Sukiyaki Western Django

Director: Takeshi Miike

A lone cowboy wanders into the desolate dusty town upon a horse and witnesses two armed camps of men at war with one another. He offers his services to the highest bidder and one of the men shouts out to him “Don’t plan on doing a Yojimbo here”, but in fact that is exactly what happens as this film follows in those footsteps though to be more precise it follows in the tracks of Sergio Leone’s A Fistful of Dollars which was of course based on Yojimbo. Thinking about the cross-cultural influences of this film could give you whiplash. In this part sly parody, part affectionate homage to the Spaghetti Western of Italy, director Takeshi Miike takes the basic elements of many of those films and piles on his own unique style and bizarre vision as only Miike can. With its familiar plot set in place it allows Miike to give full vent to his creative urges and he does so in a very playful manner - occasionally drenching the screen in gaudy surrealistic colors and putting together various stunning set pieces that will have you often chuckling at his warped imagination and the absurdity of what passes before your eyes. It only takes a minute before you have passed through the world of Leone to that of Miike when one man is shot through the stomach and a hole the size of grapefruit results and with him still standing upright trying to figure exactly what happened various of his cohorts take turns looking through the gaping hole to the other side. Other influences run through the film as well and I couldn’t help wonder how much Quentin Tarentino who appears in cameos at the beginning and near the end contributed to this film – the terse pithy dialogue certainly sounded like it had his fingerprints all over it and some of his Kill Bill style seems evident such as the final duel in the suddenly snowy landscape – but then was that Kill Bill or Lady Snowblood that Miike was referencing?
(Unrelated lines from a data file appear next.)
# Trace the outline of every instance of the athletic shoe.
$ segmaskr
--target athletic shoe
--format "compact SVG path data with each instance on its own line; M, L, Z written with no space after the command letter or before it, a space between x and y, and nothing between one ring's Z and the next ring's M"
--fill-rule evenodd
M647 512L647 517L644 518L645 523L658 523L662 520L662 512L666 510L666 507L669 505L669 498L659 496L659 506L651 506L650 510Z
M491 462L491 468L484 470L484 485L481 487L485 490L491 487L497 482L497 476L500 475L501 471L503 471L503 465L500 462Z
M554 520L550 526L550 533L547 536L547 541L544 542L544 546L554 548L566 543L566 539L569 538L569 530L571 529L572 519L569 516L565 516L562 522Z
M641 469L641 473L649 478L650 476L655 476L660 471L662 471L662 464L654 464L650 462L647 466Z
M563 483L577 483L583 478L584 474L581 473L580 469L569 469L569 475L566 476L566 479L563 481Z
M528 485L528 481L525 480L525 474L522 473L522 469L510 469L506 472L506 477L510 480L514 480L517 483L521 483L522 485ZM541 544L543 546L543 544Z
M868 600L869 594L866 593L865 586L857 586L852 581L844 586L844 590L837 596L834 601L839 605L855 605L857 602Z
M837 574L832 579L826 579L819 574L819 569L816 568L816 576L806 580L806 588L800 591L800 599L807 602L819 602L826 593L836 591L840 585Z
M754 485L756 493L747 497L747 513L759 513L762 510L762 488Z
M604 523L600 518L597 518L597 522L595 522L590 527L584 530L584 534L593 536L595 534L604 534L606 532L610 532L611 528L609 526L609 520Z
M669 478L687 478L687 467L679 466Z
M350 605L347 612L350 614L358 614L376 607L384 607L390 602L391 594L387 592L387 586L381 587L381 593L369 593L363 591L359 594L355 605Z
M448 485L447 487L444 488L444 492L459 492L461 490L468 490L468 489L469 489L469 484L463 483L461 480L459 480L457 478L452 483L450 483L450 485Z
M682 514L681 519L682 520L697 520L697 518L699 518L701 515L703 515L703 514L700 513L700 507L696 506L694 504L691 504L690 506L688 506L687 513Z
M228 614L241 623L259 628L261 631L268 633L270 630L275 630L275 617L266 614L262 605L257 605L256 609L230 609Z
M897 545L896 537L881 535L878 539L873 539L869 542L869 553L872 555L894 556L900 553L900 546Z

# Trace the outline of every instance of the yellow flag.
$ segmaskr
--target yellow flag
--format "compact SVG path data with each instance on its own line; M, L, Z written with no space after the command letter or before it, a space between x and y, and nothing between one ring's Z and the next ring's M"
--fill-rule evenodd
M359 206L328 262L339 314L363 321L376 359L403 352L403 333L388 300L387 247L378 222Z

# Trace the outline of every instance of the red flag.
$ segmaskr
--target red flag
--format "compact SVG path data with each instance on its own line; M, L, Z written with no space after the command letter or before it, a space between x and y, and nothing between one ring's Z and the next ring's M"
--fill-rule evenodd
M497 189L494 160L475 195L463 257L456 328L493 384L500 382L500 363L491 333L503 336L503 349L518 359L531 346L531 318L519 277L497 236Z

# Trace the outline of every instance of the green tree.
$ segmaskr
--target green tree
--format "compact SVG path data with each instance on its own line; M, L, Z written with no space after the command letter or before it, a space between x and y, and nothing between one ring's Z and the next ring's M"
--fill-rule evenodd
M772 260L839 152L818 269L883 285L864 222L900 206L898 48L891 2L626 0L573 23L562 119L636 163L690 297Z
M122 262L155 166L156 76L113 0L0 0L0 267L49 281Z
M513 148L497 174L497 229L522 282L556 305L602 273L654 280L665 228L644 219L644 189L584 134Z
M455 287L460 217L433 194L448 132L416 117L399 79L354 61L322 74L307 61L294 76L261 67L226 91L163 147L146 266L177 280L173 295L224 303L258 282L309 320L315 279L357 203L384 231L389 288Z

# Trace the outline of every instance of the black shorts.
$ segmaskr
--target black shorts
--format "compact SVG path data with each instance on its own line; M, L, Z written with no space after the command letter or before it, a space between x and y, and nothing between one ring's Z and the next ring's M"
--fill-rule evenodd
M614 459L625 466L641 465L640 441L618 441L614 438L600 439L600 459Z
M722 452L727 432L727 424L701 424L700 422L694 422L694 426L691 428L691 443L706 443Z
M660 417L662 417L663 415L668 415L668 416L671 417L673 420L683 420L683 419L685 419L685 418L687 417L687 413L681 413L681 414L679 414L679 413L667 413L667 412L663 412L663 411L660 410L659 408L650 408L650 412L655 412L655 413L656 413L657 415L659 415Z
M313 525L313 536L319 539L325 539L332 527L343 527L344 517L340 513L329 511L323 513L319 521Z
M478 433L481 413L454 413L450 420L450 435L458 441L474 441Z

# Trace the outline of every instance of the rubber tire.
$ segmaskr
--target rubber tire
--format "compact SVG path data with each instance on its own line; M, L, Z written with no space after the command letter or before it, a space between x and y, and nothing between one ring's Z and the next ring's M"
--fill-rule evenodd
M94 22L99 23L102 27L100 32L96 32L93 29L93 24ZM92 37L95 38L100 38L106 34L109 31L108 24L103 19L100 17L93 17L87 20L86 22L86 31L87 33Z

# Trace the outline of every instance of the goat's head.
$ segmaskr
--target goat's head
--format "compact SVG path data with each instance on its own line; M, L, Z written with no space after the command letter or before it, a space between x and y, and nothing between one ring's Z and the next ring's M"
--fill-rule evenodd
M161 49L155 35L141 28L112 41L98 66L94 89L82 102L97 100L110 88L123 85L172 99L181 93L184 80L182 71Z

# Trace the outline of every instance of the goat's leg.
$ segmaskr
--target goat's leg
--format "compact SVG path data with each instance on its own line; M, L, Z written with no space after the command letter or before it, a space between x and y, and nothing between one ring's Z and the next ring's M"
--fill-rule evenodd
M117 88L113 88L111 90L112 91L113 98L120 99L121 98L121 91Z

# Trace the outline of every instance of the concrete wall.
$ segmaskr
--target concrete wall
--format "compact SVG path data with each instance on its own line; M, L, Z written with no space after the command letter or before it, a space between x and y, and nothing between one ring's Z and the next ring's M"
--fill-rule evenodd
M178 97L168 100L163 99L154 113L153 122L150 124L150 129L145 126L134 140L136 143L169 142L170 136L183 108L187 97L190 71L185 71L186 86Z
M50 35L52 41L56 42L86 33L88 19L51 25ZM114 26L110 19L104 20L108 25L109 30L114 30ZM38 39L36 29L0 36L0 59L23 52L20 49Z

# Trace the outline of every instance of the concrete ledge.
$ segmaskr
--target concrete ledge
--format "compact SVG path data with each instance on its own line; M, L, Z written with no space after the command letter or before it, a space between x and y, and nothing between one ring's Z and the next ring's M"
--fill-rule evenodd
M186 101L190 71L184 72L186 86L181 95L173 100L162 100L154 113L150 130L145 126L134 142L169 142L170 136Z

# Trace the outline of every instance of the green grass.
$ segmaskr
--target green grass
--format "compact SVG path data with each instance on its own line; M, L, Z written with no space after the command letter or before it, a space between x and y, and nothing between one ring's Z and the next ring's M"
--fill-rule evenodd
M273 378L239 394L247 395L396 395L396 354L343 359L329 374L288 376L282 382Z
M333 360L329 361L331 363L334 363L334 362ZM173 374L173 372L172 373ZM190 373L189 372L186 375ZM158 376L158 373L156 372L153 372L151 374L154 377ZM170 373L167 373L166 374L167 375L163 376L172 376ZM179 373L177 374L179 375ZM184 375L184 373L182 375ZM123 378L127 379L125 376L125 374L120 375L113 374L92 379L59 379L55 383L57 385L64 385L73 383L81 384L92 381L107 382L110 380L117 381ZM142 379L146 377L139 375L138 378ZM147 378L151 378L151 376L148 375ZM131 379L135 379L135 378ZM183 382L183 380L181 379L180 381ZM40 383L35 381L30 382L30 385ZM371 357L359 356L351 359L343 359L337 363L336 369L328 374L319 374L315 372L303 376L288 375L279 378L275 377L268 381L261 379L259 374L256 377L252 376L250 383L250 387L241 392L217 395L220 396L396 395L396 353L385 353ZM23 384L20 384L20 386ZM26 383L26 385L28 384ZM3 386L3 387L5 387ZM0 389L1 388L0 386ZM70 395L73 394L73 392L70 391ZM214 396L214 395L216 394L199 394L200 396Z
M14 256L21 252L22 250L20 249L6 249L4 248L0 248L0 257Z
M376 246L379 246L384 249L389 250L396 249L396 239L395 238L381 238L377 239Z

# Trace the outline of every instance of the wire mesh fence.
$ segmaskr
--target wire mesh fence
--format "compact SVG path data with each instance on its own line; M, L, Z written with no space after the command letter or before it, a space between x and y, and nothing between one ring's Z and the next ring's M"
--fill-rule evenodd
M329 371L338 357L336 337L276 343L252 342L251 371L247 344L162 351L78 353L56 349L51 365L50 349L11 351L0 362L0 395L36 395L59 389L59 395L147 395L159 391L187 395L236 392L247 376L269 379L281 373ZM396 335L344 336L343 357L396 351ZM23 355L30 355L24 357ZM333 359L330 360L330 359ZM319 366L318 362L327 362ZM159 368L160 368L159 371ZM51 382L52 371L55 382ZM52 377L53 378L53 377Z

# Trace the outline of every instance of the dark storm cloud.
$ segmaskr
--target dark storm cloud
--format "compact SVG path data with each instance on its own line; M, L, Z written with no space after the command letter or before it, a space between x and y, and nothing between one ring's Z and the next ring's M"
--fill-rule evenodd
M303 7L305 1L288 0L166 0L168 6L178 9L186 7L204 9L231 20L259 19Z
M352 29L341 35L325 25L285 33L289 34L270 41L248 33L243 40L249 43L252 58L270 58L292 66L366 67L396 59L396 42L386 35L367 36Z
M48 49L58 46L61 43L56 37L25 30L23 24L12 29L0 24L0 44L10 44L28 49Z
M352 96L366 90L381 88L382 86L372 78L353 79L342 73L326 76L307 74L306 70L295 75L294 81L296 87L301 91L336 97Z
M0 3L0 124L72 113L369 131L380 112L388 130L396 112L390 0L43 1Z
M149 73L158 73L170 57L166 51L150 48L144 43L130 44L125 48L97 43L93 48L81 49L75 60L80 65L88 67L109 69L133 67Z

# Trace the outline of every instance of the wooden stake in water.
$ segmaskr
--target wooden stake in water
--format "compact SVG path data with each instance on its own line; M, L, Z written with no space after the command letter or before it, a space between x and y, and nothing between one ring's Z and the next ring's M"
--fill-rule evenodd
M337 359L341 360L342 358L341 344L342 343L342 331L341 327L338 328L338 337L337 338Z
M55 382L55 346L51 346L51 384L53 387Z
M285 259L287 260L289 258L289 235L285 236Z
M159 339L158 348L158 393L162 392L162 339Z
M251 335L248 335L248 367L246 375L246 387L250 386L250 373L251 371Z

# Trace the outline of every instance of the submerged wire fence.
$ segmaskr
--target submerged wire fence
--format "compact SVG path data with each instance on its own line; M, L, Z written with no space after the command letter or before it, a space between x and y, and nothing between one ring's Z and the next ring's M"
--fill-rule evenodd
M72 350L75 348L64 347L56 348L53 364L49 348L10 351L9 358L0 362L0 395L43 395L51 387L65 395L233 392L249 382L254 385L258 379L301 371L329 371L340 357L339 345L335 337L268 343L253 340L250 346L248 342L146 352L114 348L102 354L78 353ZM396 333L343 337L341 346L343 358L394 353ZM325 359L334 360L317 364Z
This film is clearly a case of overwhelming style over substance and for some I expect it may just not click as the constant bag of flourishes may get tiresome and some emotional undertones may be wanting (a few people at Pusan told me they hated the film), but you have to give Miike credit for continuously trying something new and different and rarely feeling stale. The film received much of its advance hype because Miike has the Japanese actors speaking in English and I have read of people who found it cumbersome to listen to – but perhaps because I spend so much of my time overseas these days it truthfully didn’t bother me in the least bit and after only a few minutes I stopped reading the English subs and had no problem understanding them and actually found their readings very well done. I won’t go into the plot because if you haven’t seen either Yojimbo or A Fistful of Dollars I recommend you do so immediately.